Riposino in pace playlist

Rest in peace

The theme of death stands out in the art, literature, and poetry of all eras. Not so much in songs, which often favour ephemeral, positive emotions. And when it changes register – into suffering, despair – it’s for a love story that has ended badly. It’s rare to cry over those who are no longer there. An exception to this rule are the works of songwriters who have often dealt with death from the 1960s to today.

This collection opens with the “medieval” sounds of a young De Andrè who with La morte (1967) adapted a piece by George Brassens (“Death will come suddenly, it will have your lips and your eyes”) and continues, again in a spirit of the dark ages, with Branduardi’s Ballo in Fa diesis minore (1977) in the footsteps of the ancient dance Schiarazula Marazula (“I am Death and I wear a crown, I am the lady and mistress of all of you”). So, death begins to take the form of loved ones who have left us: the mother, for Francesco Renga (Tracce di te, 2014), the father, for Carmen Consoli (Mandaci una cartolina, 2009), Giorgia’s boyfriend (Gocce di memoria, 2003, dedicated to the singer-songwriter Alex Baroni). Then there are the friends and recipients better left unnamed, the object of poignant elegies in which the authors have often given their best: from Francesco Guccini, with the song that opened his concerts (In morte di S.F.- Canzone per un’amica, 1967) to Pino Daniele (Stare bene a metà, 1997), from Vasco Rossi who dedicates Gli angeli (1996) to a friend who died of cancer, to Ligabue who sings “l’ll get used to not visiting you/l’ll get used to turning around and you won’t be there” (M'abituerò, 2012).

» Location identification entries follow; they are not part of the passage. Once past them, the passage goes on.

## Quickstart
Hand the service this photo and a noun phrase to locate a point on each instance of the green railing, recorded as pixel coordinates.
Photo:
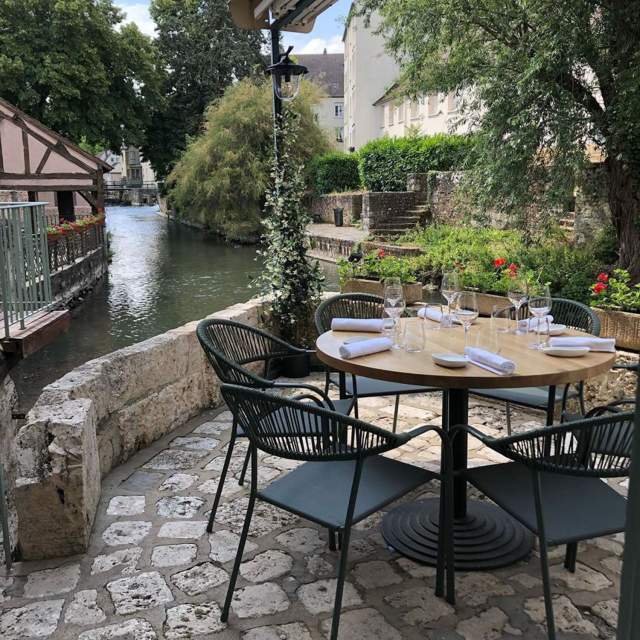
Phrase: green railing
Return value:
(25, 283)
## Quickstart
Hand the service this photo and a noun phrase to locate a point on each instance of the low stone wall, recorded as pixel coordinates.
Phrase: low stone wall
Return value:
(322, 207)
(75, 279)
(96, 417)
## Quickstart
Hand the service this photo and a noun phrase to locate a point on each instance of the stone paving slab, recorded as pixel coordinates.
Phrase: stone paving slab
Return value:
(153, 573)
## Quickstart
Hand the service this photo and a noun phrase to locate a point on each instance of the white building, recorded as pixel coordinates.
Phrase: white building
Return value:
(327, 70)
(374, 105)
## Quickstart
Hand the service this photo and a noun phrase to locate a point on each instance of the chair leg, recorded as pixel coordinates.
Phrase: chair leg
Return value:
(243, 538)
(395, 413)
(571, 556)
(544, 558)
(223, 476)
(245, 466)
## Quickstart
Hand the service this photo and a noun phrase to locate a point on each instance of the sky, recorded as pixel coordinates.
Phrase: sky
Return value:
(326, 34)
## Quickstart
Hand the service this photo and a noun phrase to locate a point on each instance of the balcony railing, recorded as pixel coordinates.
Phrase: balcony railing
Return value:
(25, 283)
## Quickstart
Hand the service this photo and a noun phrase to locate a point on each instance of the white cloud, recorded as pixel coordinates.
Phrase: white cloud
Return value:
(318, 45)
(139, 14)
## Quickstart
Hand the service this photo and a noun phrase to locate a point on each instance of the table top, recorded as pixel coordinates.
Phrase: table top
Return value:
(533, 368)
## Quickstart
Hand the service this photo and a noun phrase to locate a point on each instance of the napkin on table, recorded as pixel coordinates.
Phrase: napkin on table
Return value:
(364, 347)
(594, 343)
(490, 361)
(372, 325)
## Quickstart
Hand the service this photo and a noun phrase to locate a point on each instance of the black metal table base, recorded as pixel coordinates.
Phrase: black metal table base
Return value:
(486, 538)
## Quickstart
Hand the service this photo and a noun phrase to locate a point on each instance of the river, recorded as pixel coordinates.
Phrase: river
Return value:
(161, 276)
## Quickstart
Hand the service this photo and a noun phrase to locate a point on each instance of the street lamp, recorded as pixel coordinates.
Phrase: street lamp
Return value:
(286, 75)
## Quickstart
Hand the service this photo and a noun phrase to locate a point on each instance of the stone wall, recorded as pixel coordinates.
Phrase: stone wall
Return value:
(381, 209)
(7, 453)
(96, 417)
(322, 207)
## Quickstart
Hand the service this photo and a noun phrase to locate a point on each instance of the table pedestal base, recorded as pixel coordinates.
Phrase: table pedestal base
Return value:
(486, 538)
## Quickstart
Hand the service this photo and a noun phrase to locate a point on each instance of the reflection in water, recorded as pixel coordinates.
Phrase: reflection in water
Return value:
(161, 276)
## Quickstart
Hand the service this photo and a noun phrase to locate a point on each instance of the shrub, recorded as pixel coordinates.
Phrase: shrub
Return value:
(385, 163)
(335, 172)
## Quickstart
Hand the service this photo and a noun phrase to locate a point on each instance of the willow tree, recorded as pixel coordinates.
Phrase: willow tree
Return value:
(545, 82)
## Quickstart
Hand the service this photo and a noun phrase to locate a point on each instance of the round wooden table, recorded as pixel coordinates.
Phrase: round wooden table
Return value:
(485, 537)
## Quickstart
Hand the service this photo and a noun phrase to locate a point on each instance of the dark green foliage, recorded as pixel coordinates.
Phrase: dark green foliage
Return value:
(335, 172)
(385, 163)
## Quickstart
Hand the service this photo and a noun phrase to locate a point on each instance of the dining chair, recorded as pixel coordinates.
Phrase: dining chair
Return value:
(343, 477)
(553, 484)
(244, 355)
(574, 315)
(360, 305)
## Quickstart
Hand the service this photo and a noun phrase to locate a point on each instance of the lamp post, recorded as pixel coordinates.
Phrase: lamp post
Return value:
(286, 77)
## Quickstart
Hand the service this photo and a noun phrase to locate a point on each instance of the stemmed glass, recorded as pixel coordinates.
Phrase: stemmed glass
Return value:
(540, 306)
(517, 295)
(466, 311)
(394, 305)
(450, 289)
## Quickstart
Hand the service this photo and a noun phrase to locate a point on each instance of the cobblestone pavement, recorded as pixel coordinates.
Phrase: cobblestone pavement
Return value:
(152, 572)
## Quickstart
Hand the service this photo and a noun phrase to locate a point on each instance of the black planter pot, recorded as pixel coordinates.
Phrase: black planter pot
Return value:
(295, 366)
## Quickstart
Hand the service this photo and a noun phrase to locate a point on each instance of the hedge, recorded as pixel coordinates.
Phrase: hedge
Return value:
(386, 162)
(335, 172)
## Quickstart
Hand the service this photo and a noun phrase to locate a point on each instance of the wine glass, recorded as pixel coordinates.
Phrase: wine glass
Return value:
(466, 311)
(517, 295)
(450, 288)
(539, 307)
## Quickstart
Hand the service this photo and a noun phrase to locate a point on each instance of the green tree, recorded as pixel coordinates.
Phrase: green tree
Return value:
(71, 65)
(222, 177)
(203, 52)
(545, 82)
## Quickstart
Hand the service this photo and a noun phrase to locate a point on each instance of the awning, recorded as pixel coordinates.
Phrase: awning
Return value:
(285, 15)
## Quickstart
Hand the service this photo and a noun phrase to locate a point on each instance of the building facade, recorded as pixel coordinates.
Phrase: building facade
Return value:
(327, 71)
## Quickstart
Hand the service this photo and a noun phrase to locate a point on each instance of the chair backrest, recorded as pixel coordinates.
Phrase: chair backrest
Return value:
(599, 446)
(232, 346)
(575, 315)
(348, 305)
(304, 431)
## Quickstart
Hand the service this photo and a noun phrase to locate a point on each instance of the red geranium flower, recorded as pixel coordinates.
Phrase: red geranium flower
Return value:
(599, 287)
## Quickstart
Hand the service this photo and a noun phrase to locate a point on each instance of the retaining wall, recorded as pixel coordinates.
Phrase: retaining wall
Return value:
(96, 417)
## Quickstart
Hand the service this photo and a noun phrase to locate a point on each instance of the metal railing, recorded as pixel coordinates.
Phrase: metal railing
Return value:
(25, 283)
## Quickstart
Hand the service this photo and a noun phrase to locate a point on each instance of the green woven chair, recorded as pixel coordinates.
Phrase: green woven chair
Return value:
(360, 305)
(244, 355)
(343, 479)
(576, 316)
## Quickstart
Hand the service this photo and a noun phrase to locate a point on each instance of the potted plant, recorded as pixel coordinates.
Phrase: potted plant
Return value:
(617, 303)
(368, 273)
(291, 280)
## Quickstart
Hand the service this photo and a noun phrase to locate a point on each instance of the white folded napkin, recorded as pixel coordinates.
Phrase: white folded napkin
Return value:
(532, 323)
(364, 347)
(490, 361)
(373, 325)
(594, 343)
(431, 313)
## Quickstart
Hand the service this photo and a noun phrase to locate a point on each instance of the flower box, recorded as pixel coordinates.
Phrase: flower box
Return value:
(412, 290)
(621, 325)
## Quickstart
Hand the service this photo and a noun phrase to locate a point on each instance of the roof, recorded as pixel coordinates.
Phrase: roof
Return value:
(325, 69)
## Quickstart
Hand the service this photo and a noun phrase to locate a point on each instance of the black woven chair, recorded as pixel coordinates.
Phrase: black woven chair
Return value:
(576, 316)
(360, 305)
(344, 477)
(237, 352)
(553, 485)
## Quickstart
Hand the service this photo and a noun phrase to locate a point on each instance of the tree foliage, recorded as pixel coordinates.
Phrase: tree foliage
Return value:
(221, 179)
(71, 65)
(203, 52)
(545, 82)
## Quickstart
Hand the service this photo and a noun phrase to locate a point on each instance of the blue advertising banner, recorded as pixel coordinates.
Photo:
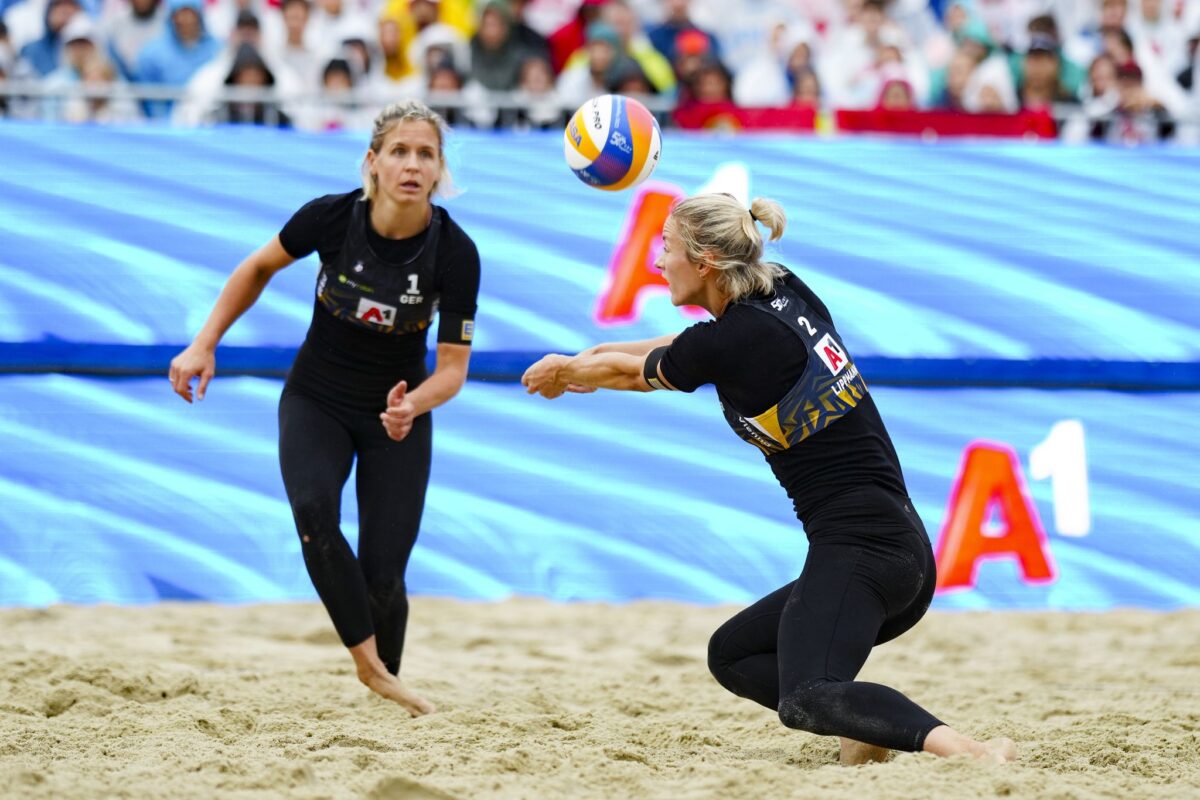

In the finale are two counter-current artists and intellectuals like Luigi Tenco, to whom his friend De Andrè dedicates Preghiera in gennaio (“You conformists, I hope you don’t mind/ if in Heaven among the Saints, God, with his embrace/will stifle the sobbing of those dead lips/which preferred death to hatred and ignorance”, 1967) and Pier Paolo Pasolini, in the homage by Giovanna Marini (Lamento per la morte di Pasolini, 1975) based on a religious song of the Abruzzi. The irreverent ending is performed by Niccolò Fabi, who in Rosso (1997) dreams of dying to see who will come to his funeral.